President Putin has ordered the Federal Security Service (FSB) “to strengthen work for the timely receipt of information about attempts to interfere in our internal affairs,” adding that this is “especially important taking the presidential elections into account,” NEWSru.com reports. “Our country is a sovereign state and we will not permit the course of the election campaign to be adjusted by anyone from the outside,” Putin said.

Police investigators have charged Semyon Mogilevich, the reputed international crime boss who was living freely near Moscow until his January 23rd arrest, with tax evasion, the Associated Press reports. According to AP, Ukrainian Prime Minister Yulia Tymoshenko has said she suspects Mogilevich was linked to RosUkrEnergo, the Swiss-registered company that is owned jointly by Gazprom and two Ukrainian businessmen and has a monopoly on gas sales to Ukraine and supplies gas to Europe.
The Associated Press quotes Vladimir Milov, president of the Institute of Energy Policy, as saying that Mogilevich was “most likely” arrested to protect President Putin’s chosen successor, Dmitry Medvedev, who chairs the board of Gazprom, the state gas monopoly, by removing “an undesirable witness to all the various suspicious operations connected to RosUkrEnergo.”


January 31:

According to the Telegraph, Vladimir Putin, who has agreed to serve as prime minister under his likely presidential successor Dmitry Medvedev, may step down as prime minister to head Gazprom. “The power of the prime minister is limited,” the British newspaper quotes political analyst Leonid Radzikhovsky as saying. “The special services are not subordinate to the prime minister, neither is TV. Common sense suggests that it would be beneficial for Putin to leave the post of prime-minister and head Gazprom.”

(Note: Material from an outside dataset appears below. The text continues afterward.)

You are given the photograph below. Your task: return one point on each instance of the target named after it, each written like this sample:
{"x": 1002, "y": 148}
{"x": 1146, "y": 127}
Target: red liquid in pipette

Exposing a “hidden battle” inside Russia’s ruling elite, Finance Minister Alexei Kudrin has publicly called for a change in foreign policy, Britain’s Independent reports. “In the nearest future we need to change our foreign policy goals to guarantee stable investment,” Kudrin told a Moscow investment forum. Anatoly Chubais, who heads United Energy Systems, the state electricity monopoly, has concurred. “We really need to think about how much our foreign policy costs our economy,” Chubais said, adding that aggressive behavior in foreign policy is scaring off foreign investment. According to the Independent, Kudrin is seen as a liberal and an ally of Putin’s anointed successor, Dmitry Medvedev.


February 1:

Russia’s likely next leader “may well soften Moscow’s bare-knuckle approach to international relations,” Agence France-Presse reports. In his first major speech as a presidential candidate on January 22nd, Dmitry Medvedev said: “Why do they fear us? The answer in my opinion is banal: in part it is simply not clear to them where Russia is going. All these fears persist today and we must continue to explain our plans openly and clearly.” Still, Viktor Kremenyuk of the USA-Canada Institute in Moscow said that while Medvedev is “a manager, not a security services man,” Russia’s “top managers learn to defend their interests and they’re ready to do that by any means, even if this means harming relations with the West.”